Pass lambda expression from the command line

3

I created a program to calculate the definite integral of a function, but I want to be able to execute it by the terminal.

#include <iostream>
#include <functional>
#include <cmath>

#define PI acos(-1)

using namespace std;

// Função que calcula a integral de uma função matemática (func) no intervalo
// [inf, sup] com Δx = (inf - sup) / n e inf <= sup
inline long double integral (const function<long double (const long double&)> &func, const long double &inf, const long double &sup, const long double &n) {
  if (inf > sup) return 0;
  if (n <= 0) return 0;

  register long double &&area = 0;
  register long double &&delta = (sup - inf) / n;

  for (register long double i = inf; i <= sup; i += delta) {
    area += delta * func(i);
  }
  return area;
}

int main () {
  const function<long double (const long double&)> &&f1 = [](const long double &x)-> long double {return pow(sin(x), 3) * cos(x);};
  const long double &vf1 = integral(f1, 0, PI / 2, 10000000.0);

  const function<long double (const long double&)> &&f2 = [](const long double &x)-> long double {return sin(x);};
  const long double &vf2 = integral(f2, 0, 2 * PI, 10000000.0);

  const function<long double (const long double&)> &&f3 = [](const long double &x)-> long double {return x * x;};
  const long double &vf3 = integral(f3, 0, 1, 10000000.0);

  const function<long double (const long double&)> &&f4 = [](const long double &x)-> long double {return sqrt(1 - x * x);};
  const long double &vf4 = integral(f4, 0, 1, 10000000.0);

  cout << "Area: " << vf1 << " u.a" << endl;
  cout << "Area: " << vf2 << " u.a" << endl;
  cout << "Area: " << vf3 << " u.a" << endl;
  cout << "Area: " << vf4 << " u.a" << endl;
  return 0;
}

I wanted to be able to do something like this on the command line:

integral "x*x" 0 1 100000

Any suggestions / tips?

    
asked by anonymous 24.07.2016 / 03:04

1 answer

4

Lambda is something inside the code (essentially a pointer to a function), not through the command line (not a magic thing that transforms into executable code). >

The only way to get something close to what you want is to create a parser (even if simplified to meet only some code types) from the content passed to the main() parameter and select the < in> lambda that you want according to what you find.
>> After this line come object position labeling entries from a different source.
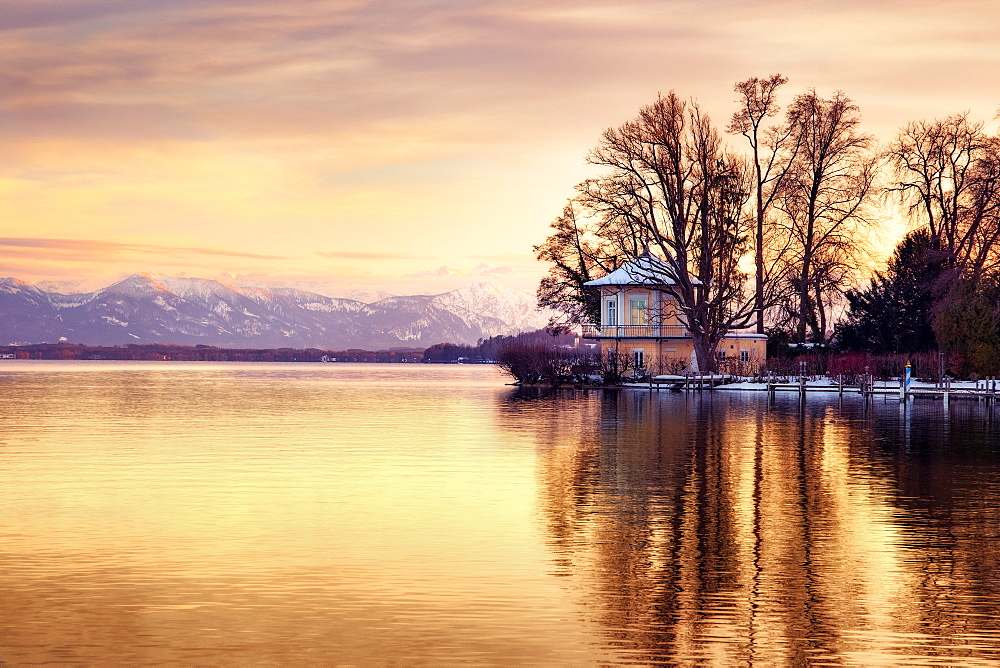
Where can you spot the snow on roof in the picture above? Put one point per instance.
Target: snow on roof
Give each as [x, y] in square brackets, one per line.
[643, 270]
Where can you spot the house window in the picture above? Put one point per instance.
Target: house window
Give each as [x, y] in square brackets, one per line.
[638, 311]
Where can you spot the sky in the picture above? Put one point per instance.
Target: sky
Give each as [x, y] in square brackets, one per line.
[366, 144]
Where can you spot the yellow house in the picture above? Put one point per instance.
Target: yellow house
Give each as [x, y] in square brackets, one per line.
[640, 319]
It's a very complex thing to do for something that seems to be just a simple exercise.

What could make it simpler is to have a parameter that would receive a number that would serve an index to a predefined lambdas vector with some operations.

register is innocuous in C ++. Probably should not use inline . I think there are other unnecessary complications in this code.